Encompassing rock culture, and combining Sixties vibes with Eighties society, The Armageddon Rag is leagues away from medievalist Fantasyland. You can’t keep a good genre writer down, though, and it is not long before Fantasy elements do creep into the book, from the naming of the band, The Nazgûl (hence the Sauron-like cover) to the band’s album titles such as their last, Music to Wake the Dead, which have a Black Sabbath/Grateful Dead type feel.

When the reader discovers that the cause of all this mayhem is more diabolic than dance-beat, we are truly into horror territory. Towards the climax there are some disturbing dream sequences portending doom that Ken Russell would’ve loved, and the ending is appropriately bizarre. 

So was this the book such a failure originally? I think not. Perhaps it was more because it was based in rock and roll, or just so different to George’s earlier books. Perhaps it was because it was too depressing, holding up the magnifying glass to examine a time America would rather forget. Could it have been that it was a subject clearly dear to George’s heart but too personal for readers? Whatever it was, it seems a little unfair with the hindsight of nearly thirty years.  

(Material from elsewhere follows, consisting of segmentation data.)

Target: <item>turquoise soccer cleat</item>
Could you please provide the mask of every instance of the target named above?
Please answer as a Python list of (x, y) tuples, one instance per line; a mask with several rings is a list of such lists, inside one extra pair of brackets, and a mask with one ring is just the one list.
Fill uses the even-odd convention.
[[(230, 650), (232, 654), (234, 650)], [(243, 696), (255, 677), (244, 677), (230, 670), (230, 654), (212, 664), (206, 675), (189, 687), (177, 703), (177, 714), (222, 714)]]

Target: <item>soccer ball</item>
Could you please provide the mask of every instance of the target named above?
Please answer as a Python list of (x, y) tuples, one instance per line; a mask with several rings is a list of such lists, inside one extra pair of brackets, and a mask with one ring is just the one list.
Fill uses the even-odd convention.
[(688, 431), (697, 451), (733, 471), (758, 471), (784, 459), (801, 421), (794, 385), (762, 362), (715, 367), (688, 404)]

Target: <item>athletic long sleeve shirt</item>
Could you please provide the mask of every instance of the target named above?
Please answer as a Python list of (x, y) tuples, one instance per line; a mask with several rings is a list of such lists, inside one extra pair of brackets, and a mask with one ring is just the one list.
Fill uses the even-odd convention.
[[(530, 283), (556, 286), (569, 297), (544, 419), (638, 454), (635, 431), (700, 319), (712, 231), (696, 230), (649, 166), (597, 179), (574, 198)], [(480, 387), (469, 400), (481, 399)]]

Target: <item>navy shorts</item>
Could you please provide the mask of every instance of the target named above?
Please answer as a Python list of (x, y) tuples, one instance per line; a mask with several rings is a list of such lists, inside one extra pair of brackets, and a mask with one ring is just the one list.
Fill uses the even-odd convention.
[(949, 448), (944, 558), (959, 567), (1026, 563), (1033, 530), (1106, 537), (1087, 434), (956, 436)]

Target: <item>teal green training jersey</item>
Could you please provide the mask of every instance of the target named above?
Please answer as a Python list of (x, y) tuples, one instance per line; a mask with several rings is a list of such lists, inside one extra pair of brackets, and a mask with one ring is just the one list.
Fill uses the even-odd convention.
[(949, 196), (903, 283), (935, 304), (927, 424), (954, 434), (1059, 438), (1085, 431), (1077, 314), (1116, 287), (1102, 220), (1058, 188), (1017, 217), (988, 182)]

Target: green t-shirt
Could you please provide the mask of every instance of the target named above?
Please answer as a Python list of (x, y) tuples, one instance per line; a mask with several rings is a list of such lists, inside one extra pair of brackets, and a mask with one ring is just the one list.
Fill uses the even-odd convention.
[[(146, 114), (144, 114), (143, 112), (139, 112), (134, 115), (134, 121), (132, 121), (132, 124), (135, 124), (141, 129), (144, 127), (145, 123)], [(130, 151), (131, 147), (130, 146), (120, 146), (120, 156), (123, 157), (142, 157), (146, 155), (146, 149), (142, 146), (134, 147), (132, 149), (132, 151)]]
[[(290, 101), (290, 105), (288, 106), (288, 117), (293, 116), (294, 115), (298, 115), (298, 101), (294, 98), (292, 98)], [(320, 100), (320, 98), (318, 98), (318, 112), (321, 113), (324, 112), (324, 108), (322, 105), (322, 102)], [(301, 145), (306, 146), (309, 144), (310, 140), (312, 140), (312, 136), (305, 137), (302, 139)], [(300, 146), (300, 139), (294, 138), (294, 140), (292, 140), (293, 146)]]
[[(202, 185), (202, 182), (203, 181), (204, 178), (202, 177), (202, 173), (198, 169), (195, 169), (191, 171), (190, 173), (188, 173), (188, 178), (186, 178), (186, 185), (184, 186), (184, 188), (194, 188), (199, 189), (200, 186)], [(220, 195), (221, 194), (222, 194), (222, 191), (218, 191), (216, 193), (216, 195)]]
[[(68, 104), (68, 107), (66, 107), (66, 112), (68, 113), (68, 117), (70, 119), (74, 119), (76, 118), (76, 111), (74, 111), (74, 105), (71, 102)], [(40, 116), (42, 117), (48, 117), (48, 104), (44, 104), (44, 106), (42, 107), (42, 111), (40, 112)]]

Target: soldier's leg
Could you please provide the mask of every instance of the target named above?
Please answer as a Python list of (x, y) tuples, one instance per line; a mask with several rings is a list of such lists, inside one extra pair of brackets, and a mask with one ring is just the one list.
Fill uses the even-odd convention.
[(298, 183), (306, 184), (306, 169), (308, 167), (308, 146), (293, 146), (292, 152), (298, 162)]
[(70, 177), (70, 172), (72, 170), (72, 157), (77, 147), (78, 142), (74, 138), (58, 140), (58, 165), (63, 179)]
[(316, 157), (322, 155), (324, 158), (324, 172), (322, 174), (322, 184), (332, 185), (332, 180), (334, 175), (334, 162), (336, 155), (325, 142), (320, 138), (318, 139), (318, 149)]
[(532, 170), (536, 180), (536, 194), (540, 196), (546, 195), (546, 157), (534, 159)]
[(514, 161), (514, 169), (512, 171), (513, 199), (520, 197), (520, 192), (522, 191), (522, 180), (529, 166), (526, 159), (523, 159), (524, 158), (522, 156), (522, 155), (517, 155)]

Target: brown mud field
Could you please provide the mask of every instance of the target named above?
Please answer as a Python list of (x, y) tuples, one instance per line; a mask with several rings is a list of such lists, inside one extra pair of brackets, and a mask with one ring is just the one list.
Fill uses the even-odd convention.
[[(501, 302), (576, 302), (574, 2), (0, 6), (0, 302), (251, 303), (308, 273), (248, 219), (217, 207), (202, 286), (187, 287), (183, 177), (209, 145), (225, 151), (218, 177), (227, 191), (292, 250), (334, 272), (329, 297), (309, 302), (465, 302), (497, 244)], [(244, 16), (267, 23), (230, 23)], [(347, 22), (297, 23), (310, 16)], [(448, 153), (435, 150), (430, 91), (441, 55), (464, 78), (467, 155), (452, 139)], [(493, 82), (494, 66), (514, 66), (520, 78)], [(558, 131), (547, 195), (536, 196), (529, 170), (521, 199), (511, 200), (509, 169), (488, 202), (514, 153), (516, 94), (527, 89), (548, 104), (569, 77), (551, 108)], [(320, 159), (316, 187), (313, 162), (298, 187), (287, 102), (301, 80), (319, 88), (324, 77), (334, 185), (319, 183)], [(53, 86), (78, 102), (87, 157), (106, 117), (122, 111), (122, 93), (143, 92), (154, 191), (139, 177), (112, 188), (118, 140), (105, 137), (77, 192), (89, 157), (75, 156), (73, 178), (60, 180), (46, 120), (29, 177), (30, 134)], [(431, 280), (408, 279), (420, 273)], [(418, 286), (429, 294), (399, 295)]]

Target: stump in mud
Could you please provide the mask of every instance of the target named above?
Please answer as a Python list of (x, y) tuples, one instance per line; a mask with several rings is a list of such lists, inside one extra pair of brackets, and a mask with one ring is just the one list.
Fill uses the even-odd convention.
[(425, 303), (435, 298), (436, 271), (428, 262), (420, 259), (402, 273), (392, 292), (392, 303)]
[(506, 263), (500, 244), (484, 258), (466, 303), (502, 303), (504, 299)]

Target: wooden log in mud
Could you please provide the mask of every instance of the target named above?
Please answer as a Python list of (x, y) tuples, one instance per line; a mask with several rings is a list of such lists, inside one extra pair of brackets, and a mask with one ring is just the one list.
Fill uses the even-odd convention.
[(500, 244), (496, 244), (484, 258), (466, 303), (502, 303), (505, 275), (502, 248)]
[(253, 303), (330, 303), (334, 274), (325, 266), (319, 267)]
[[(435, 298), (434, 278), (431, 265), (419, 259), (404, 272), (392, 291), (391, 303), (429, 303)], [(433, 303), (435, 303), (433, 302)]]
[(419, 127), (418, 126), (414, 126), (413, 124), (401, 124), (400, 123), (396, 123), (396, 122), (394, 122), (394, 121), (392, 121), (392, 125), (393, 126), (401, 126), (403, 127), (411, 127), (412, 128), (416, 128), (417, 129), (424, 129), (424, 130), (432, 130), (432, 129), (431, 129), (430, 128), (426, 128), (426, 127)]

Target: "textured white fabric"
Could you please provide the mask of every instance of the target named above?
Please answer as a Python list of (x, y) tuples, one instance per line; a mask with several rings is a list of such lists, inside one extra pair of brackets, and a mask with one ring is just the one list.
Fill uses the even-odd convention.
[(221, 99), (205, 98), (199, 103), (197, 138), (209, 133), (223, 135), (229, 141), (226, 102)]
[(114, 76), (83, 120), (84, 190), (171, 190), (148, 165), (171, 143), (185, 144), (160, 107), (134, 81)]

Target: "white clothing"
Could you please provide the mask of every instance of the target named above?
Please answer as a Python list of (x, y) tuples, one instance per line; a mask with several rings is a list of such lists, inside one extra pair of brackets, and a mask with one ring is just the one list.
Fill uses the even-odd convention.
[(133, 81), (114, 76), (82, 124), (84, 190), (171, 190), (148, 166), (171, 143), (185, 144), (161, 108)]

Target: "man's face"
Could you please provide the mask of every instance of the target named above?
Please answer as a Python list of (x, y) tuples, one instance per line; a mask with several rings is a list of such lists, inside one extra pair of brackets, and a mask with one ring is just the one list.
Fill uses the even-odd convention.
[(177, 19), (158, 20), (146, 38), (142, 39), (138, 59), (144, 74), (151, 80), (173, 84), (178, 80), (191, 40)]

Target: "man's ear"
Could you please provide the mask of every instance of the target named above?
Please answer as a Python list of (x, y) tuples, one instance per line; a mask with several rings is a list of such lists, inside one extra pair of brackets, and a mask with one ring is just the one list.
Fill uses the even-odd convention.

Today, though he edits and his Wild Cards shared-world series is still going, George’s writing attentions are pretty much the world of the Starks and Lannisters. It’s rather a shame that the plaudits given his A Song of ice and Fire series has rather overshadowed his other writing.  Whilst not decrying the achievements of the Game of Thrones series, more writing like this would be very welcome. Hopefully this will now be recognised by a wider audience than it was first time around.

Though this is very different to George’s Westeros, and written over a decade before, George’s skilful use of prose and insightful characterisation is still apparent. The quality of the writing still shines through. If nothing else, this underrated novel shows a multi-talented writer at his most versatile.